Em 2015, a universidade jesuíta americana de Saint Louis retirou uma estátua que tinha no seu exterior, representando o grande jesuíta Pierre-Jean De Smet empunhando uma cruz junto a dois índios, e colocou-a no interior do seu museu. De Smet foi um amigo dos índios americanos, como se sabe. A estátua tinha sido considerada por várias entidades e pelos alunos da universidade, que são de todos os credos e não apenas católicos, como um alegado símbolo colonialista e supremacista branco. Os jesuítas cederam e tiraram-na da vista pública, apesar dos remoques de gente conservadora.

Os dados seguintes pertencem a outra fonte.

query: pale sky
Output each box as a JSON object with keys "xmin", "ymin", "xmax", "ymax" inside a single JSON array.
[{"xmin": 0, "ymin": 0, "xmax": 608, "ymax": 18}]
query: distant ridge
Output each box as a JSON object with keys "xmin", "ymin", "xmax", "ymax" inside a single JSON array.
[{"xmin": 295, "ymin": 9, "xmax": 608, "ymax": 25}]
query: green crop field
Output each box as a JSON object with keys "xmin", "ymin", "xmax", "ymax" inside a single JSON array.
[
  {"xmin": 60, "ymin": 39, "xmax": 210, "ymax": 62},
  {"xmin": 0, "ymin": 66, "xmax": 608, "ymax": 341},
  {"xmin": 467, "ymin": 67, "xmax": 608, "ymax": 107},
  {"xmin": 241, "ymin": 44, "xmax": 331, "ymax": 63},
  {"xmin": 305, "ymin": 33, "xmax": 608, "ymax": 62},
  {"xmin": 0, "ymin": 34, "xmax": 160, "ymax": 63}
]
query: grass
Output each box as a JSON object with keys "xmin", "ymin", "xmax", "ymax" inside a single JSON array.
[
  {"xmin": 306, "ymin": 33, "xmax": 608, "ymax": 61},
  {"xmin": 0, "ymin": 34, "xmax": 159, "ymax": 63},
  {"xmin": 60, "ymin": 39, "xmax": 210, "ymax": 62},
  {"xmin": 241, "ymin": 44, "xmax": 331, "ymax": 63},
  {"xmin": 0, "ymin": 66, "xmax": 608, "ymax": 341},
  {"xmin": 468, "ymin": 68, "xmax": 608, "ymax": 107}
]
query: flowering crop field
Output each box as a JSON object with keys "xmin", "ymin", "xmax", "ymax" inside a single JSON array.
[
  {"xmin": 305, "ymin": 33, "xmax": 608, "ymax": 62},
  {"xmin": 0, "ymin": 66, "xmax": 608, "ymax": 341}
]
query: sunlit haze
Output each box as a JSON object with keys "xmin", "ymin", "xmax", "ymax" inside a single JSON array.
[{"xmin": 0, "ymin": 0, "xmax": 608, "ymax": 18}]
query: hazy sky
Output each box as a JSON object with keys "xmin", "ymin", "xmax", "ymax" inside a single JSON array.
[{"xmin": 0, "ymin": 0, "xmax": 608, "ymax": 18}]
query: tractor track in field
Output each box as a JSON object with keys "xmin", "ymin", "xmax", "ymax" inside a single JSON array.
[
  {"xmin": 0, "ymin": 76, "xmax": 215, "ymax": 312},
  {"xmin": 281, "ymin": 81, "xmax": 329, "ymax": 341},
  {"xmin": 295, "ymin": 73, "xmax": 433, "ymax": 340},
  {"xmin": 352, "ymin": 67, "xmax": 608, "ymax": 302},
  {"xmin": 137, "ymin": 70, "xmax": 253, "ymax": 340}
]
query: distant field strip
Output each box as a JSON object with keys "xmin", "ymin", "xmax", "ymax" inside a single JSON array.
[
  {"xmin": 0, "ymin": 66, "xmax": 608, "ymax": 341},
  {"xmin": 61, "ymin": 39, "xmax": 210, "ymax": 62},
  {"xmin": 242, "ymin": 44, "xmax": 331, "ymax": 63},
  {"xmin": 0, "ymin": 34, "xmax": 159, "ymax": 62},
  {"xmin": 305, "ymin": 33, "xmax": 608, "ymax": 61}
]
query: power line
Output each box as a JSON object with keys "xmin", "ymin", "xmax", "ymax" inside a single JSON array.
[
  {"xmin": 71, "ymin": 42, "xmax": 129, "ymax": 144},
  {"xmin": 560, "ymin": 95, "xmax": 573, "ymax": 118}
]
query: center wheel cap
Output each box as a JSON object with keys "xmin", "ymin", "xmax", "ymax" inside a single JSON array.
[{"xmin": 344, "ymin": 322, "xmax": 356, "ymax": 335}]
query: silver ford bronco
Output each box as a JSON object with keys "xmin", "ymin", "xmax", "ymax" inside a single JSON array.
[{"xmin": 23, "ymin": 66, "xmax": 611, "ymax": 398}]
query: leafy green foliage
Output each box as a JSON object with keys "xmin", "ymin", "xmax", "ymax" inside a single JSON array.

Em Julho de 2017, em Lisboa, o provedor da Santa Casa, Santana Lopes, com o apoio do presidente socialista da Câmara de Lisboa, Fernando Medina, colocou no Largo Trindade Coelho uma estátua de outro grande jesuíta, António Vieira, empunhando uma cruz junto a três crianças índias. Vieira foi um amigo dos índios, como se sabe. Houve recentemente uma manifestação contra a estátua, por alegadamente glorificar o colonialismo e o “escravagismo selectivo”, e logo uma contramanifestação de nacionalistas de extrema-direita. Não houve porrada, mas podia ter havido.
A estátua da Universidade de Saint Louis antes de ser retirada.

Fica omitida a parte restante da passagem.